Twenty one years old and laying in a hospital bed, without skin. Charred black, and leaving ash on all she tries to hug. Naked but disguised by the lack of flesh. Ninety five percent burns and a funeral to attend some day this week – Doctors orders. I don't know her, I have only heard. What I heard is a common story, but the reality is that this is no 'tale' but the short life of one beautiful woman, born in Bangladesh and to die in Kolkata. Two nights ago she covered herself in three litres of petroleum. She threw a match on her body and burned herself to nearly dead. Her husband was arrested but later released. Her friends said he hit her – hard – but not on the face; that wouldn't be good for business.

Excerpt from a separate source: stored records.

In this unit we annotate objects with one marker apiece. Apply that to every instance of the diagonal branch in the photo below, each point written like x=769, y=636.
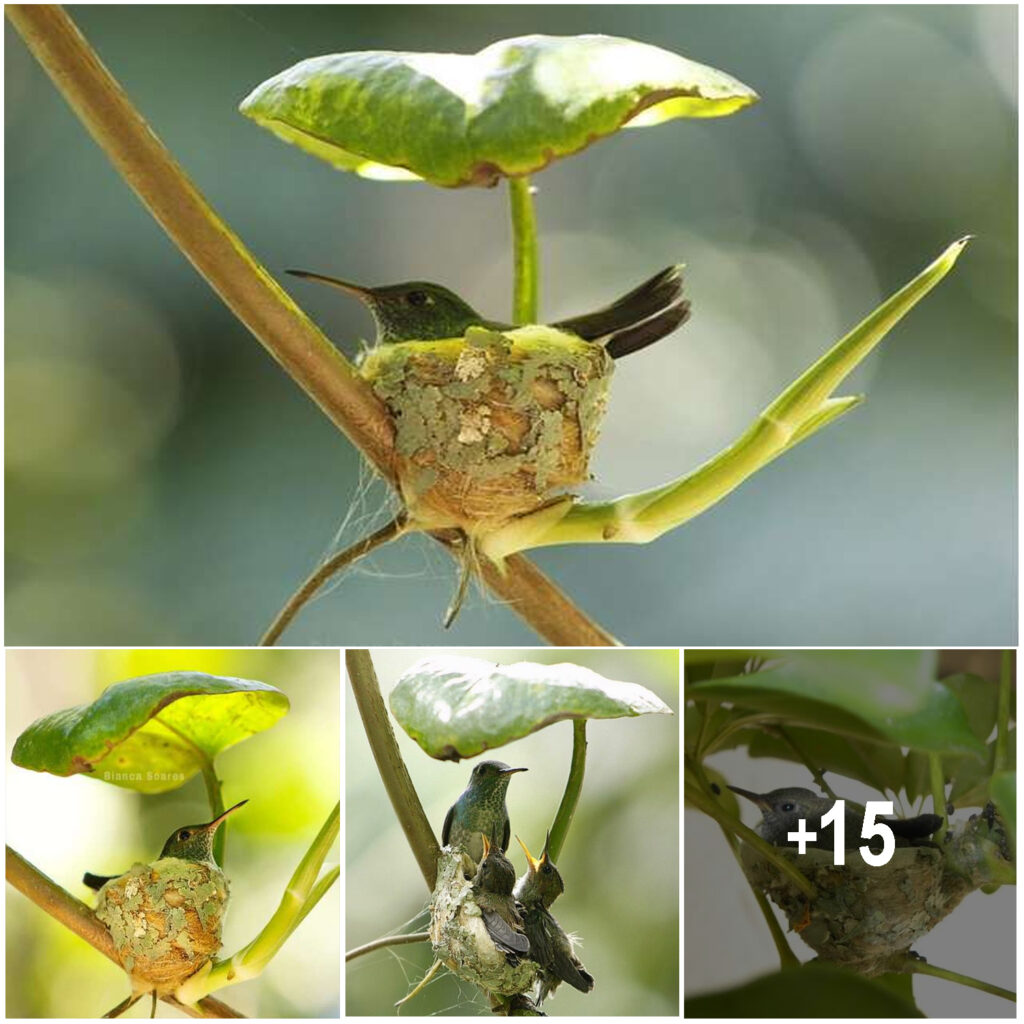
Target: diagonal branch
x=251, y=293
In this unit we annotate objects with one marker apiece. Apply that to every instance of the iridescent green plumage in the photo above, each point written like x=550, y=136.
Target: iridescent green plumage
x=549, y=944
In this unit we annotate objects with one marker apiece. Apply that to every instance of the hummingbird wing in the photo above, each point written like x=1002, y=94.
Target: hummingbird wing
x=647, y=301
x=504, y=935
x=97, y=881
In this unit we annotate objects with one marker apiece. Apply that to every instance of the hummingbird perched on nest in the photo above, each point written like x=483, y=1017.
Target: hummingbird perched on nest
x=420, y=310
x=549, y=944
x=783, y=809
x=493, y=890
x=480, y=811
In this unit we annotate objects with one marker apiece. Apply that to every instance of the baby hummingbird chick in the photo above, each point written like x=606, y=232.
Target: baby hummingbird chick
x=493, y=891
x=549, y=945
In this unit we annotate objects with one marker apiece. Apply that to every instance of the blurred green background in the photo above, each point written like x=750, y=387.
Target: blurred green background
x=66, y=826
x=620, y=863
x=166, y=482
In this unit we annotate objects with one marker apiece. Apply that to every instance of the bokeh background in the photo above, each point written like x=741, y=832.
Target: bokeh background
x=166, y=482
x=727, y=941
x=66, y=826
x=620, y=862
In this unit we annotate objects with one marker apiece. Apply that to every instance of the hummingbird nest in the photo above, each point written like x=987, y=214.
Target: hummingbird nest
x=865, y=918
x=460, y=938
x=165, y=919
x=489, y=425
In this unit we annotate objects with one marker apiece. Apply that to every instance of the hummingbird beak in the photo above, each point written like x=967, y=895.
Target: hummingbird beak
x=534, y=863
x=755, y=797
x=215, y=823
x=346, y=286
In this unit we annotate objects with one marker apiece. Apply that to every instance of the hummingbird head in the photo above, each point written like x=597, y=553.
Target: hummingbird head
x=413, y=310
x=496, y=872
x=196, y=842
x=492, y=775
x=780, y=807
x=543, y=880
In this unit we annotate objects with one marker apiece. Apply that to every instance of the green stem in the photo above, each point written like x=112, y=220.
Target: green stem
x=563, y=817
x=938, y=793
x=801, y=411
x=303, y=892
x=1003, y=714
x=388, y=940
x=392, y=769
x=922, y=967
x=524, y=250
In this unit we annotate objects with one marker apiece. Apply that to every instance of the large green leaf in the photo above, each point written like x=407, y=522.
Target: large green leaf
x=456, y=119
x=880, y=696
x=459, y=707
x=814, y=990
x=153, y=733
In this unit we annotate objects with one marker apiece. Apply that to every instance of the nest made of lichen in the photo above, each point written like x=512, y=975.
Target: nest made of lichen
x=488, y=426
x=863, y=916
x=165, y=919
x=460, y=939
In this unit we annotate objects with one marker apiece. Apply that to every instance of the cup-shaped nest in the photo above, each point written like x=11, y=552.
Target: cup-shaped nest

Her story – her life - is Consuming.

As a young girl she arrived in Kolkata; pretty, tall and fair. Before long she was working the streets of Kalighat. Where the younger girls can earn more per ten minutes, then the older or darker women. The going rate is between 30 and 50 rupees per ten minutes (around 10 cents). At the age of sixteen she met her husband – a client. They decided to marry and move to his village away from the city. But soon her savings ran out, and she was expecting her only child. She ended up back in Kalighat, but this time working to support not just herself but her husband and new baby boy. Then two nights ago Fire must have seen like a solution to burn away her pain. Her little son trying to reach her, singeing his fingers. Her husband reeling in guilty tears.

But the fire wasn't as effective as it should have been. She is fully conscious. She can see – her body. She can move around in her filthy death bed. Crying out for water which she is not allowed to drink, and laying naked with only one bandage wrapping the IV drip to her wrist.

Just to reiterate. This isn't a story. This is reality. Now.